Quindi diffidate, vi prego diffidate, sempre diffidate, da un libro che inizia con una versione camuffata del “C'era una volta” di favolistica memoria. Diffidate, ma leggetelo. Esiste sempre un buon motivo per leggere un libro, a meno che non sia l'autobiografia di Gigi D'Alessio scritta manu propria o il Mein Kampf.
Ritornando agli incipit rivelatori, ecco quello de I Beati Paoli: «La sera del 12 febbraio 1698, due ore prima dell'Avemaria, la folla del Palazzo Reale di Palermo si empiva di una folla immensa, ondeggiante, varia, che si accalcava dietro le file della fanteria spagnola, schierata fra i due bastioni costruiti dal cardinale Trivulzio e il monumento di re Filippo V».

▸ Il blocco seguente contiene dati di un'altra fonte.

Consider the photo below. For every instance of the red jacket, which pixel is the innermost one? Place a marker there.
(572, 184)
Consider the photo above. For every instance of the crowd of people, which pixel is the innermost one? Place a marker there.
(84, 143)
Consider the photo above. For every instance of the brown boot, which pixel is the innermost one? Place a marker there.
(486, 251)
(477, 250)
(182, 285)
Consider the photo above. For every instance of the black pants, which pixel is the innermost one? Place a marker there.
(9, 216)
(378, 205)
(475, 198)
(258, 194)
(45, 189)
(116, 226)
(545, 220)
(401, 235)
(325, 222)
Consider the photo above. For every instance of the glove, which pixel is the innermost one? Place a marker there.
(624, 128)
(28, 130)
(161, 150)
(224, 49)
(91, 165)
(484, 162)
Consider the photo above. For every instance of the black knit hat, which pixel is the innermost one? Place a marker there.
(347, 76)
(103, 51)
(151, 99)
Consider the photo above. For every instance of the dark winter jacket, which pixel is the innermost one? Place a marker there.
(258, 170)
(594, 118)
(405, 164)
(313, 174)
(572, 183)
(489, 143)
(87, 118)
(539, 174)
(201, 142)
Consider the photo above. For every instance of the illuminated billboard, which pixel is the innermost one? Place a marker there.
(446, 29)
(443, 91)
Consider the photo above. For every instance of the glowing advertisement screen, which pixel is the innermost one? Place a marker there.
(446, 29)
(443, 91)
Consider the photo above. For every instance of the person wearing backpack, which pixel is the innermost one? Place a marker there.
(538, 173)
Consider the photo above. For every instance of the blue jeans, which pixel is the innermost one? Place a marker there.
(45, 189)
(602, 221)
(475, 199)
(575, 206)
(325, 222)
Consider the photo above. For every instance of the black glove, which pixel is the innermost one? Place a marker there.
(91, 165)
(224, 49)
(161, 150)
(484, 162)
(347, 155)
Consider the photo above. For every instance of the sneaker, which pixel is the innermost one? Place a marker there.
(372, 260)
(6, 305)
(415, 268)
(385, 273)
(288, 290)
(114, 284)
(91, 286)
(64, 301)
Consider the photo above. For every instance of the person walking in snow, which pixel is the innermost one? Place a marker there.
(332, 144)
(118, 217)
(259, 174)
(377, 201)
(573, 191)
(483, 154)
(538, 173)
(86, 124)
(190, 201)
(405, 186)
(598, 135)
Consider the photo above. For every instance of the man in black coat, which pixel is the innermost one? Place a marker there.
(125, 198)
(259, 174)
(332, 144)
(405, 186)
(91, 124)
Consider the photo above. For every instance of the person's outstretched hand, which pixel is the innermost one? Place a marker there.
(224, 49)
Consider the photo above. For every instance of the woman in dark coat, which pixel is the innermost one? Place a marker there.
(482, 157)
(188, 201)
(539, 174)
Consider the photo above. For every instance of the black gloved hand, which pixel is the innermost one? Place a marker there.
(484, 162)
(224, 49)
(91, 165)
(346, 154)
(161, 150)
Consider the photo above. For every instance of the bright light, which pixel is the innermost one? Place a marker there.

...eccetera, aggiungo, non senza un sospiro di sollievo. Intendiamoci: chi scrive ama alla follia, per vari motivi, il libro che sta recensendo; ma, come ogni singolo capo di governo della storia italiana da quando è stato scoperto che dormire dentro una grotta era più confortevole che tentare di farlo all'adiaccio, è un uomo onesto (sì, lo so: battuta scontata). E, in tutta onestà, bisogna ammettere che i Beati Paoli è un libro mediocre.
Basta rileggere l'incipit: non hai cominciato a leggere che da un paio di secondi e ti chiedi “Quando diamine incontrerò un punto fermo?”. E poi, ogni scrittore, perfino il peggiore degli scrittori, sa che gli aggettivi vanno dosati con un'attitudine che è riduttivo definire parca. Natoli ne usa tre di fila con indifferenza zen. Ad Hemingway o Carver sarebbero bastati per scrivere un libro di 237 pagine.

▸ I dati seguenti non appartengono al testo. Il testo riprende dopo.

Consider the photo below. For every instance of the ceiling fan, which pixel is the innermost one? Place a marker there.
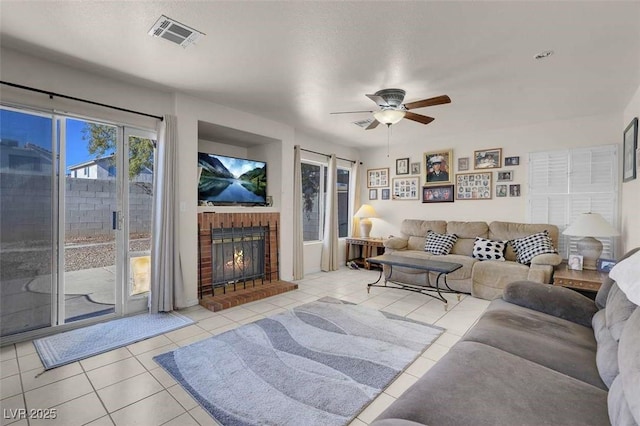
(392, 110)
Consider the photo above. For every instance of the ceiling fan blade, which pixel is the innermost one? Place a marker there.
(419, 118)
(351, 112)
(373, 125)
(379, 100)
(438, 100)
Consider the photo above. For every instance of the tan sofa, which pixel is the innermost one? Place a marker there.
(484, 279)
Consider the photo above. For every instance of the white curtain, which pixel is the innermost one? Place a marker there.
(298, 236)
(166, 272)
(330, 241)
(354, 189)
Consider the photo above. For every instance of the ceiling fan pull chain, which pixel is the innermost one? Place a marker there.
(388, 136)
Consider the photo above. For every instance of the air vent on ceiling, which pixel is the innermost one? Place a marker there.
(175, 32)
(364, 123)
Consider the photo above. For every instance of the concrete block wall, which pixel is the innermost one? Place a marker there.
(26, 207)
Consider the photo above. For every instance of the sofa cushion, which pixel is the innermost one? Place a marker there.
(419, 228)
(557, 301)
(439, 244)
(619, 412)
(475, 384)
(484, 249)
(607, 352)
(555, 343)
(603, 293)
(490, 278)
(626, 273)
(531, 246)
(629, 361)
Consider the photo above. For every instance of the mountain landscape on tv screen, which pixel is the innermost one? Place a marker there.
(239, 182)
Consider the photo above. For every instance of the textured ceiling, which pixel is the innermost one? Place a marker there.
(295, 62)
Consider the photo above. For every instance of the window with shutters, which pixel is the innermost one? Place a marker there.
(563, 184)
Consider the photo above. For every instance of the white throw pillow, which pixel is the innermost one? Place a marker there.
(531, 246)
(627, 275)
(484, 249)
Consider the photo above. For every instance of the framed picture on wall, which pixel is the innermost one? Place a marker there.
(487, 158)
(512, 161)
(437, 167)
(505, 176)
(473, 186)
(377, 178)
(463, 164)
(406, 188)
(629, 151)
(438, 194)
(415, 168)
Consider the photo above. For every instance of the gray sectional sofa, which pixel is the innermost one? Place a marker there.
(483, 279)
(540, 355)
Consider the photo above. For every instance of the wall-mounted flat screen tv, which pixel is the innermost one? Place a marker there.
(231, 181)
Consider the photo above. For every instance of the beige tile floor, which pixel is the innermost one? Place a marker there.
(126, 387)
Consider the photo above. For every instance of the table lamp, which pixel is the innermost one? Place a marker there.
(590, 225)
(364, 213)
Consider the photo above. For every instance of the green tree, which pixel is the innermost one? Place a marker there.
(101, 142)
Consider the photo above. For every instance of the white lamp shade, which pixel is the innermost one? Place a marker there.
(389, 116)
(590, 225)
(366, 211)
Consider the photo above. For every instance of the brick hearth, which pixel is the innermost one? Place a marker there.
(226, 297)
(241, 295)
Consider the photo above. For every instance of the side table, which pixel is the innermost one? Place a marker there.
(367, 247)
(587, 280)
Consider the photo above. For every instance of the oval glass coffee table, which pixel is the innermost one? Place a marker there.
(438, 266)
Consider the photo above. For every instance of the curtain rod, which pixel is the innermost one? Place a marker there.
(328, 155)
(59, 95)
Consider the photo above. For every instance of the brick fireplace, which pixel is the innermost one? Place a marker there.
(238, 258)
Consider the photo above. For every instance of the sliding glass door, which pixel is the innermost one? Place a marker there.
(75, 237)
(27, 229)
(89, 205)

Quindi, nell'incipit de i Beati Paoli sono presenti almeno due motivi di diffidenza. Se ne aggiunge un terzo, di cui Natoli è incolpevole: diffidate da libri cui è preposta un'introduzione di Umberto Eco; è notoriamente un intellettuale di prim'ordine, ma rivela anzitempo le trame con una noncuranza mefistotelica.

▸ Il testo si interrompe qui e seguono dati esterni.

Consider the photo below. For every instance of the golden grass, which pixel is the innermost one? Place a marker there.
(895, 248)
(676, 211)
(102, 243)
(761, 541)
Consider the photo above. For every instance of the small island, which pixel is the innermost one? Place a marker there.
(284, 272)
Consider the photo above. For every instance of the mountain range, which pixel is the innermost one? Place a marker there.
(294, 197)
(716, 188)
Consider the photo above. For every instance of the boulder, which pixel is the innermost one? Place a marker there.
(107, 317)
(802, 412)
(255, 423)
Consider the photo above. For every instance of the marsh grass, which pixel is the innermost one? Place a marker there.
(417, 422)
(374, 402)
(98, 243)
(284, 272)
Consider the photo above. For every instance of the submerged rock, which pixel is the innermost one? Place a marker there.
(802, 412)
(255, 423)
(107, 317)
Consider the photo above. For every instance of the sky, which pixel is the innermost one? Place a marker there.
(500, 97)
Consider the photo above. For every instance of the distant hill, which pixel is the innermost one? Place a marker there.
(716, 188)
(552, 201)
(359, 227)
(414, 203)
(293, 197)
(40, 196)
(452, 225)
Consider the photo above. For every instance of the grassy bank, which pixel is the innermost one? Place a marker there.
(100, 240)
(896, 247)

Parte seconda (ove l'autore espone brevemente la trama)

Non sempre chi parte da presupposti notevoli giunge a conclusioni adeguatamente esaltanti. Chi può negare che I tre moschettieri di Dumas padre e I Promessi Sposi di Manzoni figlio (illegittimo) siano romanzi degni di nota?
Ebbene: sebbene i Beati Paoli sia una mistura, in salsa siciliana, di suggestioni provenienti da entrambi i suddetti romanzi, il risultato non è esaltante.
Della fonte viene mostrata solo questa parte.